Fig. 1: The correlation energy of the Homogeneous Electron Gas (Jelium) using different RDMFT functionals compared to Monte-Carlo results.

Fig. 2: Plot of the correlation energy calculated with various methods versus the exact for a set of 150 molecules and radicals. The dashed line corresponds to perfect agreement with the exact.

Fig. 3: Error in the calculated gaps for DFT-LDA, GW method and RDMFT power-functional.

TPCI Staff
Researchers: N.N. Lathiotakis


Max-Planck-Institut fur Mikrostrukturphysik, Çalle, Germany: Group of E.K.U Gross
Universidad del Pais Vasco, San Sebastian, Spain: Group of A. Rubio
Université Lyon I, Lyon, France: M.A.L. Marques
Rutherford Appleton Laboratory, Didcot England: N. Gidopoulos


  1. N. N. Lathiotakis, N. Helbig, and E. K. U. Gross,Phys. Rev. B 75, 195120 (2007).
  2. N. N. Lathiotakis, N. Helbig, A. Zacarias, and E. K. U. Gross, J. Chem. Phys 130, 064109 (2009).
  3. M. A. L. Marques and N. N. Lathiotakis, Phys. Rev. A 77, 032509 (2008).
  4. N. N. Lathiotakis, S. Sharma, J. K. Dewhurst, F. G. Eich, M. A. L. Marques, and E. K. U. Gross, Phys Rev A 79, 040501(R) (2009).
  5. N. N. Lathiotakis, and M. A. L. Marques, J. Chem.
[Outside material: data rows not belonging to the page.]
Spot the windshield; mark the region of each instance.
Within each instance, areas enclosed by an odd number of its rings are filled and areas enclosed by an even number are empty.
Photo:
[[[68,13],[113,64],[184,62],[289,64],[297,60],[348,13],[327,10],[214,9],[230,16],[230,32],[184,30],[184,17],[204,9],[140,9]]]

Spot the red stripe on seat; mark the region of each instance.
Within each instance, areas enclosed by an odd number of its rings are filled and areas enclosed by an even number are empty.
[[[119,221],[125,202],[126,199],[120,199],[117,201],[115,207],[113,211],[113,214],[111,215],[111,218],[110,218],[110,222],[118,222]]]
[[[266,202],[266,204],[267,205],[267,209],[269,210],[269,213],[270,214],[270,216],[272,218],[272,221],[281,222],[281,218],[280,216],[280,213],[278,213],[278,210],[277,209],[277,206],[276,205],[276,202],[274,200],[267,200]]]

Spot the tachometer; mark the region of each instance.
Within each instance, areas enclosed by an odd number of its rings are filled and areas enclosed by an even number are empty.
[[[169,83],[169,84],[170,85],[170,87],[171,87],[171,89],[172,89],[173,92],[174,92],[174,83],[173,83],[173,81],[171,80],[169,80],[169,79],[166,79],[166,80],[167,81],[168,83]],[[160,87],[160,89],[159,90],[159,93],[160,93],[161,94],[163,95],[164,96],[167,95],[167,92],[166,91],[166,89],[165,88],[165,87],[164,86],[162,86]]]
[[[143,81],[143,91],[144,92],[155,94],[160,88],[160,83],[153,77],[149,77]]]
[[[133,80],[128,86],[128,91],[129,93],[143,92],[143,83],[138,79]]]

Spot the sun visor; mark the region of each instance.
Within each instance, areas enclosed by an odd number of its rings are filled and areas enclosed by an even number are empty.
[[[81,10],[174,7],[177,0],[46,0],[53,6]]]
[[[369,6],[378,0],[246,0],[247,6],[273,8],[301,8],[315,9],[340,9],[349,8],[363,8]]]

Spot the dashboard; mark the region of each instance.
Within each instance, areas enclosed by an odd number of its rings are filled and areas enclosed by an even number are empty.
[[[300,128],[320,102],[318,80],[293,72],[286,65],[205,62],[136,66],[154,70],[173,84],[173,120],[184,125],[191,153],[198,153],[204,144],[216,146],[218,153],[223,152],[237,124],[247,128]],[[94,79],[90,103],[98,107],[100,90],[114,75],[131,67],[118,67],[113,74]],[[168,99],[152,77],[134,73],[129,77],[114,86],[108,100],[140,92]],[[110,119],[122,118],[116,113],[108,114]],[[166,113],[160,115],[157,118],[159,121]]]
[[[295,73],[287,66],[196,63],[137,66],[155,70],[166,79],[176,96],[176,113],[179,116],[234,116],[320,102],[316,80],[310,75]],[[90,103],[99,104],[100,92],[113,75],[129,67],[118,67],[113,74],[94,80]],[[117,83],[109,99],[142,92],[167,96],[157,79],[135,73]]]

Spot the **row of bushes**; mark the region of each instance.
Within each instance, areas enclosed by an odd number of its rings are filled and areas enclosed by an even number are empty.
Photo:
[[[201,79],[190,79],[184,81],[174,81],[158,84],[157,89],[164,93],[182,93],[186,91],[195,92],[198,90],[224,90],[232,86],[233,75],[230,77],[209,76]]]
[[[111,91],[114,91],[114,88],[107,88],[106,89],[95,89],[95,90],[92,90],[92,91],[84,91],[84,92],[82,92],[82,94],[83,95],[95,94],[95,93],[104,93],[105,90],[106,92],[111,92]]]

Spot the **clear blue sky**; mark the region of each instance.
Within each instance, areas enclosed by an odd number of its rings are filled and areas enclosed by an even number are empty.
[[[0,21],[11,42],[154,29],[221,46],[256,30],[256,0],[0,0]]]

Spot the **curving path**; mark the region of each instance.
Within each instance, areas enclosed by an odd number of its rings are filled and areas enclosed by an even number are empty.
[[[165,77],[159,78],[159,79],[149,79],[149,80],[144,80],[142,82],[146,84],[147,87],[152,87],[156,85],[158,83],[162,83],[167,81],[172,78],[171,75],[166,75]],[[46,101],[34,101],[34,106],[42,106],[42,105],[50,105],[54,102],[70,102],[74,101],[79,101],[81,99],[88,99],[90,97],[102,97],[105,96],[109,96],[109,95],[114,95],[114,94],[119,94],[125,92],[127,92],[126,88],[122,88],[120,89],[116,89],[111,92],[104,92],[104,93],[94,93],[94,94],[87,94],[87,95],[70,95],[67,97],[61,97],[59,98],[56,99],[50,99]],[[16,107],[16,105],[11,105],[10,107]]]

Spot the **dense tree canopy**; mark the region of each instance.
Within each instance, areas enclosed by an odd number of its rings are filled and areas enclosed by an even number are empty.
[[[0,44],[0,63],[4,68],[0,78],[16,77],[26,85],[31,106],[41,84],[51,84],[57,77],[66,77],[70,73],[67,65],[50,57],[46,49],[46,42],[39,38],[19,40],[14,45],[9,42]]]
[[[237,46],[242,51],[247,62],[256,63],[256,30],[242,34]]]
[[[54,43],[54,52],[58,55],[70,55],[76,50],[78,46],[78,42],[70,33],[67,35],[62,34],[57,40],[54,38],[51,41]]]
Phys. 128, 184103 (2008).
  6. N. Helbig, N. N. Lathiotakis, E. K. U. Gross, Phys. Rev. A 79, 022504 (2009).
  7. S. Sharma, J. K. Dewhurst, N. N. Lathiotakis, and E. K. U. Gross,Phys. Rev. B, 78, 201103(R) (2008).
  8. N. N. Lathiotakis, N. I. Gidopoulos, N. Helbig, J. Chem. Phys. 132, 084105 (2010).
  9. N. Helbig, G. Theodorakopoulos, and N. N. Lathiotakis, J. Chem. Phys. 135, 054109 (2011)
  10. E. Zarkadoula, S. Sharma et al, Phys. Rev. A, to appear (2012).